そもそも、ここに改めて述べるまでもなく。十八世紀に西洋で整えられた近代の啓蒙思想は、科学的合理主義
を強力な柱にすえる一方で、それと裏腹な関係にある自律的個人主義を特異な色合いに染めて、世界を席巻していったのが十九世紀の世界史です。

二十世紀に入ると、この近代思想は、自己主張を助長して我欲と我欲の衝突を産み、国家間の覇権争いをもたらすなど「負の側面」を世界各地で表し始めました。神を引きずり落とし、歴史を空虚なものに叩き落して行く
近代思想の実像を目の当たりにした人々は、「貧困と飢餓を救う科学・技術」とか「汚らわしい歴史から人類を救う個人主義」とした全幅の信頼が、実は幻想であり、危険な要素を持った思想であることを体験し困惑したのです。

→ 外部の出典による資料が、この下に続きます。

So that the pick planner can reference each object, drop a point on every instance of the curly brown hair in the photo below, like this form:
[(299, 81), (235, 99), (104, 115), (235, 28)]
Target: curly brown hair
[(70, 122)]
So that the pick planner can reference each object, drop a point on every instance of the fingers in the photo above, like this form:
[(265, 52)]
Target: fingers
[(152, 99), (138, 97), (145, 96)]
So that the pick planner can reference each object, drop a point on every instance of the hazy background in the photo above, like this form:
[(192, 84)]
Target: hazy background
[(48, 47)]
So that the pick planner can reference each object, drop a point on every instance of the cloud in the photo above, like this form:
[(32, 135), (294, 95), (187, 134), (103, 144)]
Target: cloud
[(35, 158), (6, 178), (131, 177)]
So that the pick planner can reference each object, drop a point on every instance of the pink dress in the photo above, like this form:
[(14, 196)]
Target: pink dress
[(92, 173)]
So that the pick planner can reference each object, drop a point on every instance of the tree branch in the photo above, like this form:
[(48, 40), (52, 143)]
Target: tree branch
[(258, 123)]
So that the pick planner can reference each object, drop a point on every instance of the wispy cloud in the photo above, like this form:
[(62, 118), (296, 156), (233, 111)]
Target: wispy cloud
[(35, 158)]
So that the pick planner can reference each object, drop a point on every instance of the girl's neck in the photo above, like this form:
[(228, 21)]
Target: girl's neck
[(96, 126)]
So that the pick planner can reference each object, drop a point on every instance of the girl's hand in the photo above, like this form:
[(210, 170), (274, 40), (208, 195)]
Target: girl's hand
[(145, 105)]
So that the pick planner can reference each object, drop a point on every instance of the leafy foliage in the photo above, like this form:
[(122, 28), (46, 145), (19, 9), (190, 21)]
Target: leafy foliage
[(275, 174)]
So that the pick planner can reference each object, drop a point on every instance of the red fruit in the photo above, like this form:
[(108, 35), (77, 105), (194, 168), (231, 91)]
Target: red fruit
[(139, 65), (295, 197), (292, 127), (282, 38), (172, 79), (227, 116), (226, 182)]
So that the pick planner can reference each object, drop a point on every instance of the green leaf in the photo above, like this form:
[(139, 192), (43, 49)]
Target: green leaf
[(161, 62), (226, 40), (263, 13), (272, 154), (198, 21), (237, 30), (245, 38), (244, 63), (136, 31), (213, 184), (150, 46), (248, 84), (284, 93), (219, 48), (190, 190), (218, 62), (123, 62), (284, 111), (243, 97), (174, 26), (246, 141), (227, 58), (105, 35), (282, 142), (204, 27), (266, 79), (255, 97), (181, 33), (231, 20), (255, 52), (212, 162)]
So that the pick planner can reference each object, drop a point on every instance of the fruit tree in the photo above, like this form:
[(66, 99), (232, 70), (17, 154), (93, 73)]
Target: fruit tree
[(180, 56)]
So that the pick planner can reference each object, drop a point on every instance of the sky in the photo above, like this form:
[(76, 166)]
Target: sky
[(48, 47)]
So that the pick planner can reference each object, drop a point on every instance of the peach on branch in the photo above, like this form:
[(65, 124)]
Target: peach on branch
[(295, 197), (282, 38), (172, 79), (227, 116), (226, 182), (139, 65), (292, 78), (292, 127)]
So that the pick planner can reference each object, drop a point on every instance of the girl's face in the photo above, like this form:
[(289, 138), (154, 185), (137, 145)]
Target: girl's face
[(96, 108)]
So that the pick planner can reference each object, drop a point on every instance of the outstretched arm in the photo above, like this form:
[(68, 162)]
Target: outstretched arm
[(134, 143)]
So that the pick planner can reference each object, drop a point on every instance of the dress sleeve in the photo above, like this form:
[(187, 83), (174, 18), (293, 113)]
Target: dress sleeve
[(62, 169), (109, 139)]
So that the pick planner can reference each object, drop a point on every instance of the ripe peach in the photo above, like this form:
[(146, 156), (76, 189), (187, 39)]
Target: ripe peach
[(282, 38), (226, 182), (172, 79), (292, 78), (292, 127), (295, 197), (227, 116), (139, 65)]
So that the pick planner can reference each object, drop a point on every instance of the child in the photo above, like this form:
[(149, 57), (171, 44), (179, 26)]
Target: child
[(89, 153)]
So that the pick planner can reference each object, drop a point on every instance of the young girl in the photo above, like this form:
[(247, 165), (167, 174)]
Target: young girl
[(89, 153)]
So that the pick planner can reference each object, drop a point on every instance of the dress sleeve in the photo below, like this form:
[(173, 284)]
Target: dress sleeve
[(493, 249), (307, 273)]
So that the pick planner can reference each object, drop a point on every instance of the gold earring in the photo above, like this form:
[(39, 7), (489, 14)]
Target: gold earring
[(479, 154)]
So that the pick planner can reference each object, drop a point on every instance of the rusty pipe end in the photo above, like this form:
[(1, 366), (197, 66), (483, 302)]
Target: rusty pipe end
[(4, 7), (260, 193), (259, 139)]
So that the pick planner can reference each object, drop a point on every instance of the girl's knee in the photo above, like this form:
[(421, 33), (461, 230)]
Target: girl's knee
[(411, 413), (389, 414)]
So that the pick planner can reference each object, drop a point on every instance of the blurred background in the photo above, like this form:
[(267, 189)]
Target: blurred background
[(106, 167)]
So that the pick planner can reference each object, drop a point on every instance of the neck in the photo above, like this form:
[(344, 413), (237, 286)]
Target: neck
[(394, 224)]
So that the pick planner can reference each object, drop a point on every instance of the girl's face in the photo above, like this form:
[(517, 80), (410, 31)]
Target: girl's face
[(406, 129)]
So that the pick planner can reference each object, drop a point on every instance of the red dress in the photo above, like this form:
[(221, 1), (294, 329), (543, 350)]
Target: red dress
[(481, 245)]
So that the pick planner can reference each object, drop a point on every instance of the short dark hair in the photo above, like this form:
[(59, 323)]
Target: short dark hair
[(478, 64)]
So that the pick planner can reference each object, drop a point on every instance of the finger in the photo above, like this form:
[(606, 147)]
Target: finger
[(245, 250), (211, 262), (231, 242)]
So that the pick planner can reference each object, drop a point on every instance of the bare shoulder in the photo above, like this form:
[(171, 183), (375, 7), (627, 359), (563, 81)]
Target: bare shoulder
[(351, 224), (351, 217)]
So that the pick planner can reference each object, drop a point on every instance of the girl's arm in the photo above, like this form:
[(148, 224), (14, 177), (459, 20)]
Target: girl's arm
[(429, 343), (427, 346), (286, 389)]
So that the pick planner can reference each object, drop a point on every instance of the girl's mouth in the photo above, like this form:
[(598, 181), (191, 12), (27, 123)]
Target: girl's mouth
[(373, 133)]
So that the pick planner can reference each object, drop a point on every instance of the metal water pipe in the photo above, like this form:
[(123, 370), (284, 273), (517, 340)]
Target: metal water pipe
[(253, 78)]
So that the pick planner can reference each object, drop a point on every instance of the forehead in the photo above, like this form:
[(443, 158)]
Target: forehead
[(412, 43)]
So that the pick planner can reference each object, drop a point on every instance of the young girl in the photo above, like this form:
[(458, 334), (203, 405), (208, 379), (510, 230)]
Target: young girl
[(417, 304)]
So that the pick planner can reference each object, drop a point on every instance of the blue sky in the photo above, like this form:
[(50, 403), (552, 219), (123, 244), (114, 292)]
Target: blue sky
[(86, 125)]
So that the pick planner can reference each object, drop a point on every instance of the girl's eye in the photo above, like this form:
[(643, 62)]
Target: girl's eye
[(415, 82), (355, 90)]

二十一世紀にはいっても「西洋近代思想という怪物」は、「人間の本質」であった繋がり、関わり合いを脆弱な
ものに変質させています。自分の意思と判断を絶対視し、神の座に着いたと錯覚した「近代人」は、「家庭、家族の繋がり」を破壊し、「慈愛と感謝の心」を人間から奪いとる暴挙を重ねているのです。

わが交流学会は、豊な自然と神々との繋がりを心の支えにしているモンスーン・アジアの人々との連携を深めて、「自重互敬」の精神の下、調和の取れた穏やかな社会の復興を模索するところに特色を求めています。

台湾人初の海軍大将・荘明耀閣下は、我々の活動を評価して「新しい知的活力は交流の中からうまれる」と話され、我が学会を「アジア太平洋交流学会」と銘銘してくださったのが二〇〇〇年四月のことです。

広い視野に立ってこそ豊な感受性も逞しい創造力も育成されるとの理念を基に、日本を中心に置きながらモ近隣諸国が直面している深刻な課題にも「我がこと」として心を寄せる努力を続けてまいりました。この思いを共有してくださる「日台の優れた研究者・実務家」が集って、毎月の例会のほかに、「アジアの近代化と儒学思想」(二〇〇三年四月)をはじめ「日台科学教育の今後」(二〇〇三年十一月)「アジア的価値を求めて」(二〇〇五年十一月)「グローバル化と日台の未来」(二〇〇六年九月)その他、重要課題を日台双方の専門家が直接語り合い交流を深めました。

さて、アジア太平洋交流学会創立十五周年、そして修学院がNPO法人格を取得して十周年の記念すべき節目を迎え、改めて、感謝の気持ちをもって歴史を振り返り、さらに大きく飛躍する決意を新たに致しました。

今後とも、末永く、アジア太平洋交流学会及びNPO法人・修学院をご支援下さいますようお願いいたしまして、会長の挨拶と致します。